HyperTrack
- Website type: Location-based service, Software development kit, API
- Founded: October 1, 2015; 10 years ago
- Headquarters: San Francisco, California
- Services: Live Location on iOS, Android, Web, API, Webhooks
- Current status: Active

= HyperTrack =

HyperTrack is live location platform in the cloud offering developer tools for mobile application developers in companies of all sizes worldwide. Its toolset contains iOS, and Android SDKs which generate live location data, that is then consumed through webhooks, APIs or visual experiences on the web, iOS and Android.
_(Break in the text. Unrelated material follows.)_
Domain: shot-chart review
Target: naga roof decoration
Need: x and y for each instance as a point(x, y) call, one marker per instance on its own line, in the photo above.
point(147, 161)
Developers have used HyperTrack to build applications like sales-force automation, service fleet efficiency, vehicle asset tracking, delivery tracking, gig economy, live location sharing, automated mileage tracking and expensing.

== History ==

HyperTrack was founded by Indian serial entrepreneur, Kashyap Deorah along with Tapan Pandita and Abhishek Poddar, in 2015. In 2016, HyperTrack raised a $1.5 million seed round of funding from the Junglee mafia—Venky Harinarayan, Anand Rajaraman, Ashish Gupta and Rakesh Mathur, Vy Capital, Social Capital, Zomato founder Deepinder Goyal, and Investopad founders Rohan Malhotra and Arjun Malhotra. In early 2017, the company raised a $7 million Series A investment led by Naren Gupta from Nexus Venture Partners along with Kevin Hartz from Founders Fund.

HyperTrack has offices in San Francisco, Zaporizhia and Bangalore.